Lido’s stETH, a derivative token representing staked ether, has traded roughly at par with Ether since its inception.
The reason was simple: each stETH token represents one staked ETH token and can be redeemed for ETH in the future, after the Ethereum network completes its transition to the proof-of-stake consensus mechanism and withdrawals on that updated network are enabled.
That so-called “peg” broke in dramatic fashion last week, as the value of stETH relative to ETH began to plunge.
stETH began trading at about 97 cents to every dollar of ETH in May. Early Friday morning, it fell to 95 cents on the dollar. On Monday morning, it was trading just above 93 cents on the dollar, according to data from Dune Analytics.
The nosedive in the value of stETH prompted Lido, the protocol that issues it, to quell fears of a broken peg and comparisons to Terra’s failed UST stablecoin.
“The exchange rate between stETH:ETH does not reflect the underlying backing of your staked ETH, but rather a fluctuating secondary market price,” Lido explained on Twitter. “The market is naturally finding a fair price for stETH as some participants need to find liquidity.”

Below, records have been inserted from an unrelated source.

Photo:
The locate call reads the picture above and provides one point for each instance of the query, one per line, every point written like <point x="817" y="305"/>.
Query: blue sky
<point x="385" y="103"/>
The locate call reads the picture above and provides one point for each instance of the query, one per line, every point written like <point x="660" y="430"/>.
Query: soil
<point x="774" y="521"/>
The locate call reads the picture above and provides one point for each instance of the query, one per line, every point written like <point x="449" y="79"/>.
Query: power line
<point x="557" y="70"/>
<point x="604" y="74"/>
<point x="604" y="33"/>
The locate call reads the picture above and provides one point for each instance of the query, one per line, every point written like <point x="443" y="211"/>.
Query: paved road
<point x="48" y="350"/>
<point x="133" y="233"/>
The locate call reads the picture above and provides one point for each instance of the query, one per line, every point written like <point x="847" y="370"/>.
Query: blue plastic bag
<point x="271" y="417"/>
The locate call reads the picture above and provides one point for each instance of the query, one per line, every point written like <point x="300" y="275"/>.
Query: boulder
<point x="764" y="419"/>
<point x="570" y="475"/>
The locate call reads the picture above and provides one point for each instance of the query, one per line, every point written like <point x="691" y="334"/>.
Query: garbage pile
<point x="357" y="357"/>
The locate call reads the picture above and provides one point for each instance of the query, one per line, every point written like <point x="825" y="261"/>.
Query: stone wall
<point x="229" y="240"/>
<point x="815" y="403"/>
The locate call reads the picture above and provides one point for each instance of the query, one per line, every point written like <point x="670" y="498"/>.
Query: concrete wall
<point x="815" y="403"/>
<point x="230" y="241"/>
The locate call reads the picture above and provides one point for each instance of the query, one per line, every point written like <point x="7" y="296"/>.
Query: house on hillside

Lido attributed the price fluctuation of stETH to “the Terra collapse, market-wide deleveraging and now withdrawals from larger lending platforms.”
Under the proof-of-stake consensus mechanism, the Ethereum network is secured by people and institutions that stake their ETH for certain periods of time. Running a single Ethereum validator node requires 32 ETH to be staked. Doing so creates a liquidity issue for participants, however: staking ETH isn’t necessarily the most lucrative way to use the cryptocurrency, while the ETH remains locked until after The Merge.
Enter Lido, a protocol that stakes ETH on users’ behalf. When someone contributes ETH to Lido’s staking pool, they receive an equivalent amount of stETH. Because it represents actual ETH, that stETH can be used in yield-bearing DeFi protocols as if it were ETH.
Withdrawal of stETH from DeFi protocols gathered steam last week, according to market observers. The Celsius Network, a company that deposits customer money in those protocols to generate returns far in excess of those available at traditional banks, allegedly made some of the largest withdrawals.
‘Luna By Proxy’
“Celsius is a HUGE holder of stETH,” Riley_gmi, a former Messari analyst, wrote. “In fact, they are the largest holder of interest bearing stETH (stETH on Aave).”
Perhaps spooked by this latest crypto winter, Celsius customers have started to pull their assets from the platform en masse. On Sunday night, Celsius announced it had frozen customer assets so that it could “honor, over time, its withdrawal obligations.”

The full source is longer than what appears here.